Each of them separately discussed with Dean Sarah Bay-Cheng the need for a way for the IBPOC (Indigenous, Black and People of Colour) community at the School of the Arts, Media, Performance & Design (AMPD). Bay-Cheng brought them together with Shenel Williams, a third-year dance major, and the three of them founded the IBPOC Artists Association at AMPD, an organization that offers IBPOC students a platform and a place to build community.

“This is an idea I’d had for about two years, but I didn’t know how to make it happen,” said Mampuya. “During that time, I was in communication with different people in my department about issues of equality and inclusion that I found missing in the theatre program. A lot of the curriculum is very Eurocentric and other students don’t feel represented.”

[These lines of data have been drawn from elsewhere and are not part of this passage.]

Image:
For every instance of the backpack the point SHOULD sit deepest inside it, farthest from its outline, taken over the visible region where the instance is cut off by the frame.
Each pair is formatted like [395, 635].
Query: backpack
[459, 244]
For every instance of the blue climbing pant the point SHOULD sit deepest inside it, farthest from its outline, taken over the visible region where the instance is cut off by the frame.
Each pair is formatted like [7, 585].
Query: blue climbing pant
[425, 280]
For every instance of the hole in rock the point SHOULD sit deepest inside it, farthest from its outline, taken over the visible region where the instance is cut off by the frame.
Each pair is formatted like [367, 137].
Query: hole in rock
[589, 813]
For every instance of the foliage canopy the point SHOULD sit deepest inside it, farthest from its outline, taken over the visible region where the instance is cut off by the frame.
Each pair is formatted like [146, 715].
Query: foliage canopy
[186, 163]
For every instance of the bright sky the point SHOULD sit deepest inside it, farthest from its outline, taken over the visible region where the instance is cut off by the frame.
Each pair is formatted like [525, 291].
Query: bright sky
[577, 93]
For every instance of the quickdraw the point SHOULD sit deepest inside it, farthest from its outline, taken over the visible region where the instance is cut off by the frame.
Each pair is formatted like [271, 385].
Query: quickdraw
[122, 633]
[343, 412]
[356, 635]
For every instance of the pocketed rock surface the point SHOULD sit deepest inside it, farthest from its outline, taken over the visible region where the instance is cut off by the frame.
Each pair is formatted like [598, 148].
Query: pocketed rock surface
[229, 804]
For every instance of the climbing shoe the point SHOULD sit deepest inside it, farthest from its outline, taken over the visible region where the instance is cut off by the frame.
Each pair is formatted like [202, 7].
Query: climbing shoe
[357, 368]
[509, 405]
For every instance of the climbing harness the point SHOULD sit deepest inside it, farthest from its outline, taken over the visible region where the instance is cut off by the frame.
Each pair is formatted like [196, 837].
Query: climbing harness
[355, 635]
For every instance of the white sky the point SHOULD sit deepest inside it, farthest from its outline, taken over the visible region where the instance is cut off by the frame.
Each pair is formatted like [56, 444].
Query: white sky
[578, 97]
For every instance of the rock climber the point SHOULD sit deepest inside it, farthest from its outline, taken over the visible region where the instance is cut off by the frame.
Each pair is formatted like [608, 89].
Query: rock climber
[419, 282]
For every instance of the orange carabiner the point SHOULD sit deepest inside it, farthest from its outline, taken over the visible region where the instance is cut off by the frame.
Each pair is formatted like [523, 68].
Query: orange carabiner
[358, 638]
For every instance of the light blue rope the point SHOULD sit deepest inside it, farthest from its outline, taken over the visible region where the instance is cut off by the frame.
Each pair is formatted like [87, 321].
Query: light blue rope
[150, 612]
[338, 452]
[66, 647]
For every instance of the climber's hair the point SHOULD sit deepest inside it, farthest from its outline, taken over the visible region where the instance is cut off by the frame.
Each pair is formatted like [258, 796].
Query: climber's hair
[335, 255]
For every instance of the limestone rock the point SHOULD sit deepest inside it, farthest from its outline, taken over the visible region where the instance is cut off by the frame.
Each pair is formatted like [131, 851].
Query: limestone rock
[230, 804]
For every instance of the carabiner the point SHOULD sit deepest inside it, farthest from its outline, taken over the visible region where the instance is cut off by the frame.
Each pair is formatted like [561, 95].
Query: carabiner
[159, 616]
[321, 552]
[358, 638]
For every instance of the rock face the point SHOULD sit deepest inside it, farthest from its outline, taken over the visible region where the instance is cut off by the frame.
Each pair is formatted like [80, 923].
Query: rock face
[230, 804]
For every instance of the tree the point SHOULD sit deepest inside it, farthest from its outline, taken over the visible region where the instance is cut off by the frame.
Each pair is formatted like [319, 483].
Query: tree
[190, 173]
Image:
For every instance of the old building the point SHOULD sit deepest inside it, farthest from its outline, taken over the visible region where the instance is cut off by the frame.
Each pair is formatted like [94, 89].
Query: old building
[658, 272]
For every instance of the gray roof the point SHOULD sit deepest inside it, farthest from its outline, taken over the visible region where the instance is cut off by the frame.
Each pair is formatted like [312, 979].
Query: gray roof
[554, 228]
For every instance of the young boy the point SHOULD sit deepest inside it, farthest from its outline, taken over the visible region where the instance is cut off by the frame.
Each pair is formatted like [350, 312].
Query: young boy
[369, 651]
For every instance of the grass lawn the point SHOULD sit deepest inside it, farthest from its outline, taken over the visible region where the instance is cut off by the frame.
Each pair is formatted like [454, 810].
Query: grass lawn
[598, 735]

The Artists Association team: Top row: Trinity Lloyd, Abigail McEyeson, Hasib Rahim, Michelle Tieu, Shenel Williams Middle: Sarah Ayoub, Gloria Mampuya, Tamara Mobarak (middle and bottom), Laura Logan, Marvin Darkwa Bottom: Wasifa Noshin, Tamara Mobarak, Felix Hao, Isabel Misquitta-Yip Missing from the photo are Naomi Lopez-Morales and Daraksha Rehman
The IBPOC Artists Association team: Top row, from left, Trinity Lloyd, Abigail McEyeson, Hasib Rahim, Michelle Tieu and Shenel Williams. Middle row, from left, Sarah Ayoub, Gloria Mampuya, Tamara Mobarak (middle and bottom), Laura Logan and Marvin Darkwa. Bottom row, from left, Wasifa Noshin, Tamara Mobarak, Felix Hao, and Isabel Misquitta-Yip. Missing from the photo are Naomi Lopez-Morales and Daraksha Rehman

Mampuya and Darkwa have found that many AMPD students are subject to race-related micro- and macro-aggressions and discrimination and are left feeling isolated.

“Discrimination is built into the system,” said Mampuya. “The association provides a space where students can speak about it and feel heard and supported. Every time I wonder if there is really a need for this group, there’s always confirmation. We want to work toward systemic change, because prejudice does cause real harm.”

Darkwa believes strongly that a diversity of voices is important at all levels within AMPD and believes the association can help make that happen. “If you exclude minority groups from the greater conversation, you miss out on important perspectives,” he said.

Once the founding trio came together, Mampuya immediately dove into the organizational aspects of creating an association and has been writing a constitution that will allow the group to be recognized as an official York University student group. Meanwhile, they created an association executive team that includes one representative from each AMPD department, along with a secretary, a chief returning officer, an ombudsperson and a director of promotions.

“The main goal of the association is to ensure that IBPOC voices are represented in every aspect of decision-making in AMPD,” said Mampuya. “We are acting as a bridge between the students and the people in power.”

“There are certainly issues we’d like to raise and discuss,” added Darkwa.

The group is planning to launch formally this fall with a meet-and-greet event, whether it takes place in person or online.

“It’s nice to be with peers who have gone through similar experiences,” said Mampuya. “You can just be yourself. I want this association to succeed so badly because I know how difficult it can be to be alone with only a few students for support. An association will bring a lot more influence and student activists will be able to speak up for all of us. It will also allow us to collaborate and create multi-disciplinary works.”

Although she is graduating and won’t be on campus to see the association blossom, Darkwa, Williams and the rest of the executive will carry on.

“We’re building a foundation so that the association will be sustainable and have longevity,” said Mampuya.